O grupo de estudos Tributação e Gênero do Núcleo de Direito Tributário do Mestrado Profissional da Escola de Direito de São Paulo da Fundação Getúlio Vargas elaborou propostas de lei que poderão ser analisadas pelo Congresso para criar isenções e incentivos fiscais. Veja as medidas sugeridas pelas pesquisadoras: 

Isenção de tributos federais (PIS/COFINS e IPI)

A redução de desses impostos seria sobre o seguintes produtos:
  • Absorventes íntimos e assemelhados;
  • Fraldas, infantis e geriátricas;
  • Anticoncepcionais e medicação hormonal utilizada no tratamento de menopausa ou redesignação sexual.

Políticas tributárias voltadas a trabalhadores e trabalhadoras domésticas

Retorno da dedução do Imposto sobre a Renda da Pessoa Física dos valores referentes à contribuição previdenciária paga aos trabalhadores e trabalhadoras domésticas, como forma de estimular a formalização desses postos de trabalho, ao lado da criação de um benefício direto à categoria.

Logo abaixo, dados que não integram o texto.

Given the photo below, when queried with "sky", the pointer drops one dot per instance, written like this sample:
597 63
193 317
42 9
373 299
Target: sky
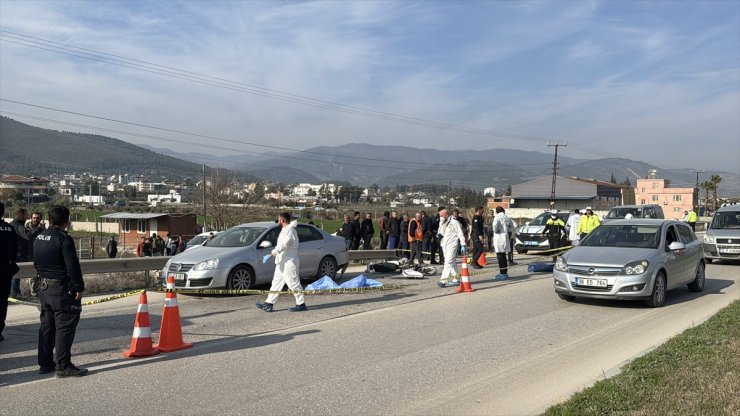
654 81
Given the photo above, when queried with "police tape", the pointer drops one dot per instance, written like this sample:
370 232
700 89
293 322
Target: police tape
352 290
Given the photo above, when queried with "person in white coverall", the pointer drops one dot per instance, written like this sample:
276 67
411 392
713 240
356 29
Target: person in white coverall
502 225
450 233
287 265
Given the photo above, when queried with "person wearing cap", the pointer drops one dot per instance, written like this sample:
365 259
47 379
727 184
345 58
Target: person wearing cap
572 227
554 230
588 223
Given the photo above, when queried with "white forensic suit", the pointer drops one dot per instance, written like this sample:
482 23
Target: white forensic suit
287 264
502 226
451 232
572 226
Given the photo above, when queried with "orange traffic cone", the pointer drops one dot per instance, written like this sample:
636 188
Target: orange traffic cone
170 335
482 259
141 342
465 279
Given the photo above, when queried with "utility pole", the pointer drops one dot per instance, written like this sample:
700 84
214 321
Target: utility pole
697 175
554 170
205 213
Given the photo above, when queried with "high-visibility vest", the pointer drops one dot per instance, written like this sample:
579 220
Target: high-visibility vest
418 232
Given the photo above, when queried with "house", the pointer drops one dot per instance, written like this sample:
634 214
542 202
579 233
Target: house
654 190
570 193
133 226
33 189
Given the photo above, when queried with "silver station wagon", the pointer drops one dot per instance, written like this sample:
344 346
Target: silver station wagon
632 259
233 258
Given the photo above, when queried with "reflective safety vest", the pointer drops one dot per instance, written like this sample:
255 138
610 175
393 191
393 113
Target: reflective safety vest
588 223
692 216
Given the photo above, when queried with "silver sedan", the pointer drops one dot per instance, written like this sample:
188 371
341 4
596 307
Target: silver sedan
233 258
632 259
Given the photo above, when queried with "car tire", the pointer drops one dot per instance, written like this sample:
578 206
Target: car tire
698 284
569 298
657 297
240 278
327 267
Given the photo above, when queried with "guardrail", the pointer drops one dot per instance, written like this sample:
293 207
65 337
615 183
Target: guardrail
145 264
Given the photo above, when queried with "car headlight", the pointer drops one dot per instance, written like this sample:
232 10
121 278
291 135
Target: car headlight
636 267
561 265
206 265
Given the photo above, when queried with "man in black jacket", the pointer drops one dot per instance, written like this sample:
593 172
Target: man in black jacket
8 252
60 293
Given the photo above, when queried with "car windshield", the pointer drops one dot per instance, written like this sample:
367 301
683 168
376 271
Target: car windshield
641 236
542 218
726 220
236 237
622 212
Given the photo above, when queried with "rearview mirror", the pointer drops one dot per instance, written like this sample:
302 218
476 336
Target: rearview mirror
265 244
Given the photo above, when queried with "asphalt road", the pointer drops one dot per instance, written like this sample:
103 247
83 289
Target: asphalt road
508 348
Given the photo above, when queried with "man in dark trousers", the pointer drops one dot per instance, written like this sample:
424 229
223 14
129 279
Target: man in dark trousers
477 236
8 252
112 248
60 294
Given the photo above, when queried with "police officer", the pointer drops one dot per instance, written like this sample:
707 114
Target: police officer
60 292
477 236
8 268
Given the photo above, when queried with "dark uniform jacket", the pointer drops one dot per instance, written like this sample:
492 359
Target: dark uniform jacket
55 257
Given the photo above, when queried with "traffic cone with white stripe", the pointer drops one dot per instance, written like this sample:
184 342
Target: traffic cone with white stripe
465 278
170 335
141 342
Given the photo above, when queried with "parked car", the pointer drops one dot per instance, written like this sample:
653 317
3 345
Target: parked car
632 259
637 211
722 240
233 258
199 239
530 237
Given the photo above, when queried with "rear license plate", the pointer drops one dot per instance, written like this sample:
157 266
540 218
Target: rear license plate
580 281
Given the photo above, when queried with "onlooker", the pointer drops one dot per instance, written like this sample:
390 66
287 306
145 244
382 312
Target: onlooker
385 231
287 265
394 230
60 293
415 236
112 248
8 253
367 230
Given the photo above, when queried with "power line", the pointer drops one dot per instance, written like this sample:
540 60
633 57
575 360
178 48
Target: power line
91 54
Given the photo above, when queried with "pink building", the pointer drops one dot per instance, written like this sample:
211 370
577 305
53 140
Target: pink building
673 200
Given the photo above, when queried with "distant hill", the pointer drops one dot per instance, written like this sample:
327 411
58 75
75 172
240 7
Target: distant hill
29 150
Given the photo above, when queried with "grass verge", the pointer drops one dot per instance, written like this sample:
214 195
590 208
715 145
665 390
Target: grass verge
694 373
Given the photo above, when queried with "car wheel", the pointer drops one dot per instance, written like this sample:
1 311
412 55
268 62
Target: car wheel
657 298
698 284
327 267
569 298
240 278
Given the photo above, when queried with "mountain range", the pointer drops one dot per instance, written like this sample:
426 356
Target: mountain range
29 150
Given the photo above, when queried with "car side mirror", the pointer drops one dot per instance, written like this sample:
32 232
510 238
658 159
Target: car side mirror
676 245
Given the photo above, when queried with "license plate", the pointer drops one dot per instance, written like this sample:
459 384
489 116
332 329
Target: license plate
580 281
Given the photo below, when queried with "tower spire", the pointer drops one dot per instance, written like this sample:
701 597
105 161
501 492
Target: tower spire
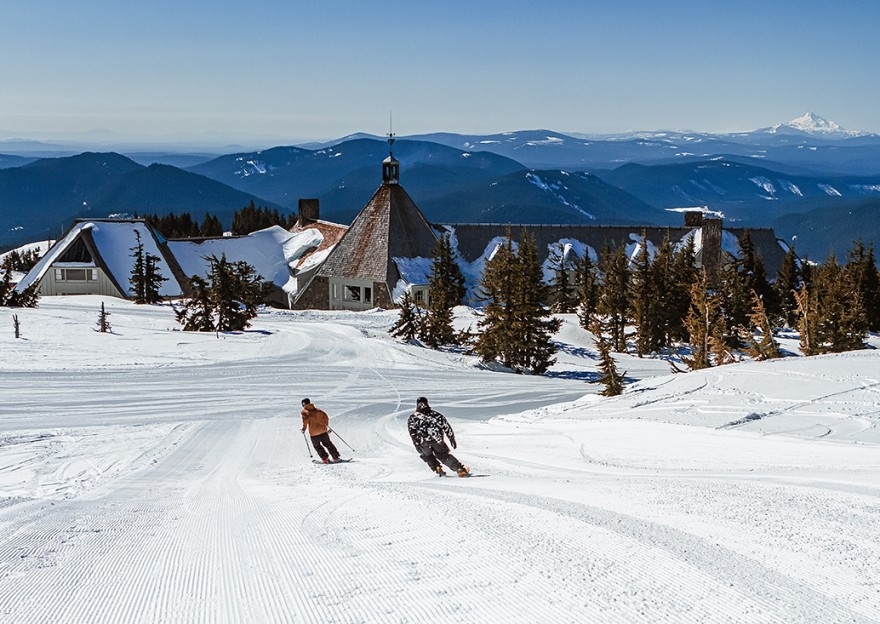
390 133
390 166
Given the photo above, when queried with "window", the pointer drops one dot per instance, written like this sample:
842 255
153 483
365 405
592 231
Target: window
352 293
76 275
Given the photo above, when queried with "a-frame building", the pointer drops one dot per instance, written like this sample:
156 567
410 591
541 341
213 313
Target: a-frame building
368 267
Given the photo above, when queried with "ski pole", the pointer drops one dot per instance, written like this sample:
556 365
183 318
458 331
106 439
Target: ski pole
343 441
307 444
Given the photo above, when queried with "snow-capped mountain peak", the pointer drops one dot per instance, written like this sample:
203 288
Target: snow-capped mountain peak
811 123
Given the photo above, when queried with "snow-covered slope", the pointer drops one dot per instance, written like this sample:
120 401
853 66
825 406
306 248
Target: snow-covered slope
151 475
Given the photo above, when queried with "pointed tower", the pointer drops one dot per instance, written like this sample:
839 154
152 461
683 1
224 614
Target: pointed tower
364 269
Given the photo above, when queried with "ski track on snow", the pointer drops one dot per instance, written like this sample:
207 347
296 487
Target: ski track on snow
214 513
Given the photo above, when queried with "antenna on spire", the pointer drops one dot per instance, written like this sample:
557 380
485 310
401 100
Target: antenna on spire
390 132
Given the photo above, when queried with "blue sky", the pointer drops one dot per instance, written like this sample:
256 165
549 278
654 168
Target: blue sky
289 71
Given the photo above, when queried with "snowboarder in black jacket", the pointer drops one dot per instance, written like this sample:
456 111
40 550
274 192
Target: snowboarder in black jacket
426 428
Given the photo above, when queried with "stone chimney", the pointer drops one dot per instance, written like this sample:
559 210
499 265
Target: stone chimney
693 218
309 212
712 227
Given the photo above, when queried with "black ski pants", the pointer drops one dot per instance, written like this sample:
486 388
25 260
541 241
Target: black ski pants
323 445
433 452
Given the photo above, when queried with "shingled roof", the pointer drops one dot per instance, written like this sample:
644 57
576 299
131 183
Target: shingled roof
390 226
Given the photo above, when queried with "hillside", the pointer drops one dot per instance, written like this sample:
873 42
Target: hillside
743 192
39 200
831 227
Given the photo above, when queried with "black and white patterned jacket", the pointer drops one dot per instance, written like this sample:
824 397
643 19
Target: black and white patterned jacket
429 426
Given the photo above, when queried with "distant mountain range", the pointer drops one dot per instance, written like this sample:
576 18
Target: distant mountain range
795 177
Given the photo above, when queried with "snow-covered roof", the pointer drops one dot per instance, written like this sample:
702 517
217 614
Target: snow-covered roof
271 251
114 241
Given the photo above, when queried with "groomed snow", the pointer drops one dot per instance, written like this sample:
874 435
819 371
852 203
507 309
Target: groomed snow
152 475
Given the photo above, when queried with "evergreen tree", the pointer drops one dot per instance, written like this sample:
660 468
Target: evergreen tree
807 320
763 348
497 287
516 324
587 289
446 290
683 274
614 295
705 324
139 271
211 226
562 292
103 322
227 301
646 304
146 279
608 373
197 312
153 279
788 281
861 270
11 298
841 323
534 316
409 323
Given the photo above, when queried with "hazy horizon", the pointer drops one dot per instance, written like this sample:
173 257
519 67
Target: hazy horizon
312 71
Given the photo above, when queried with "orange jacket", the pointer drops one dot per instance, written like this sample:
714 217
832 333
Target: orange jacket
316 420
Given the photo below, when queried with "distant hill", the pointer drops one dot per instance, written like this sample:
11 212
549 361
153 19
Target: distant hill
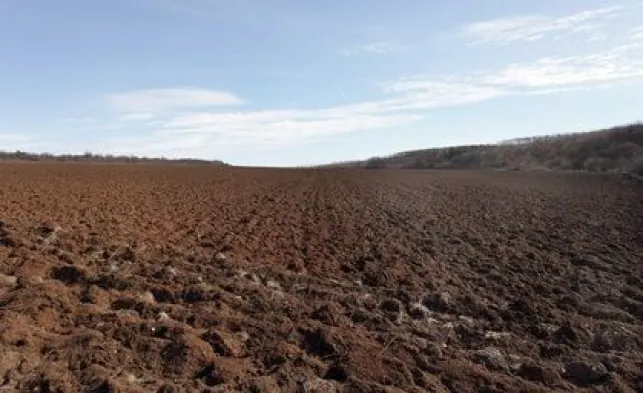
618 149
99 158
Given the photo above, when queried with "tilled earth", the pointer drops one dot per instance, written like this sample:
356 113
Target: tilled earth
117 278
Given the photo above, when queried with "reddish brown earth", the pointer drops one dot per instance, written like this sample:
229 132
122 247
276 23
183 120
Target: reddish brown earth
146 278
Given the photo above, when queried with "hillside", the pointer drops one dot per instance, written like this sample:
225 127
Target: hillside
618 149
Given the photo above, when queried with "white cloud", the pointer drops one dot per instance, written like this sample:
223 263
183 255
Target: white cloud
637 34
543 76
83 119
156 100
196 133
536 27
375 48
569 71
134 117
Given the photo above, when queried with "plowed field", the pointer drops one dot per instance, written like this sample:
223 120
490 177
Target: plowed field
118 278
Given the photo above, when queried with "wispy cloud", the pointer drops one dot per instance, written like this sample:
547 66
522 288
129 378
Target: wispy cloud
637 34
135 117
374 48
11 141
156 100
544 75
406 101
81 119
536 27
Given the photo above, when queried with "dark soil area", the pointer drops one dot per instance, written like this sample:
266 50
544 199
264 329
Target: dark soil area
153 278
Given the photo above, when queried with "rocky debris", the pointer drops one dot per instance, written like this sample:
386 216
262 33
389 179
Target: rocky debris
496 335
439 301
226 344
466 321
147 297
568 335
585 373
328 314
492 358
273 285
318 385
540 374
68 274
393 309
319 342
186 355
8 281
419 311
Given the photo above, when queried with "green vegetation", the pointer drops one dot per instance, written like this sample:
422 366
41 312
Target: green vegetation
619 149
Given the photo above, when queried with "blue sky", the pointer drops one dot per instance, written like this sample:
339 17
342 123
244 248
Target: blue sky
285 82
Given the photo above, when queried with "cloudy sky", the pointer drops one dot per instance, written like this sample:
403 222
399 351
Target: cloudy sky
293 82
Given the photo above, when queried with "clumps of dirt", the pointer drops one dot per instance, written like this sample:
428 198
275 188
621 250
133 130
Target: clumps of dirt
182 279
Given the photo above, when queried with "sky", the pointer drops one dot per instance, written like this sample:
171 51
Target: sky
298 82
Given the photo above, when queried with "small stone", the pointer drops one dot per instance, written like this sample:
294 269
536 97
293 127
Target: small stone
418 311
496 335
584 373
492 358
226 344
186 355
273 285
392 306
163 317
544 375
328 314
318 385
440 301
148 297
8 281
468 321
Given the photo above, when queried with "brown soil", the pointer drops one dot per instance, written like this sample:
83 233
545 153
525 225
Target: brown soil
117 278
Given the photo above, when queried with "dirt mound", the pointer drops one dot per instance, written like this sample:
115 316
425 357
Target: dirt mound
196 279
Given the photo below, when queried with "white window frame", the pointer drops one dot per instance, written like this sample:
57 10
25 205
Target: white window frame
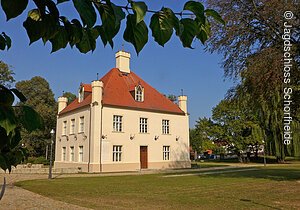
166 126
143 125
117 153
139 93
81 124
80 154
64 153
72 126
72 154
166 152
64 128
117 123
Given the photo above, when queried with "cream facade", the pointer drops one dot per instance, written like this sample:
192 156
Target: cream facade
108 136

Contratação de mulheres chefes de família e cargos de gestão para as mulheres

  • Medidas que incentivem a contratação dessas trabalhadoras e sua inserção ou reinserção no mercado de trabalho, assim como a garantia de iguais remunerações entre homens e mulheres;
  • Criação de incentivos fiscais no âmbito do imposto de renda da pessoa jurídica para as empresas que tiverem, em seus quadros, pelo menos 30% de mulheres e que mantenham ao menos 40% de mulheres nos últimos três níveis mais altos de cargos da empresa, ou equivalente, como diretoras ou gerentes;
  • Contratação de mais de 25% de mulheres negras;
  • Contratação de mulheres vítimas de violência;
  • Criação de programas nacionais específicos com o objetivo de apoiar o desenvolvimento de projetos de afroempreendedorismo feminino, incluindo linha de crédito diferenciada, com subsídios governamentais, desoneração de carga tributária e o oferecimento de cursos de planejamento e gestão direcionados para o afroempreendedorismo.